The story as I've heard it is that people on the train assumed he was drunk. He was actually in pain and needed help. He made it to Grand Central Terminal in New York City and collapsed. He was taken to Brooklyn Naval Hospital.

He was in the hospital for a couple months and died there just after Christmas 1944.

The story I'd heard from family since I was small was that Arnold's seaman's bag disappeared in Grand Central. In that bag was supposed to be the manuscript of a book he was writing. My Aunt Abbie seemed to believe that Arnold's manuscript somehow ended up in the hands of author C. S. Forester, who passed off some or all of it as his own work. The elements in Forester's work that made her suspect this were the mention of a dog and the numbers of an automobile license plate that had been tacked up in the Stuuri garage at 503 Independence Street.

I don't know why Arnold's seaman's bag disappeared.

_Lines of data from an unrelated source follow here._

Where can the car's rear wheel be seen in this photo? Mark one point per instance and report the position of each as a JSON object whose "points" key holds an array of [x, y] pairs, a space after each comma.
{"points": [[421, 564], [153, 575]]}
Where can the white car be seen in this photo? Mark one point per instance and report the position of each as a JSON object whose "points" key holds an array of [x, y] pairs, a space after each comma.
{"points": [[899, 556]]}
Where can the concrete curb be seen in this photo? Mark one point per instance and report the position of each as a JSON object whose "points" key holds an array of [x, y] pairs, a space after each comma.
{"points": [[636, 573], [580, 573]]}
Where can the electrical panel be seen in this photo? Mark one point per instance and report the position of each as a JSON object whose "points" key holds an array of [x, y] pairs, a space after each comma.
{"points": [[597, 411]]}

His parents had a receipt for his seaman's bag and his wallet. His sister Alice Lillian Stuuri Sinko (1915-2002) makes explicit reference to that receipt in one of her letters in the collection. Maybe whoever was storing the seaman's bag lost it before the receipt could be turned in. Or maybe his parents lost the receipt. Or maybe there was a deadline to redeem the seaman's bag with the receipt and that deadline wasn't met. I don't think anyone knows at this point.

In the letters there are no references to Arnold writing a manuscript. He appreciated good literature. He was a good public speaker, winning debate competitions in high school. So maybe he was writing a book, too. I don't know how anyone could confirm that at this point.


1 comment:

  1. One of Aunt Abbie's daughters just gave me a little more information on the Forester book suspected to be or to incorporate Arnold's work. She says Abbie claimed it also contained "names of relatives, streets in Fairport Harbor & favorite Bible verses." I give that info here to supplement my post.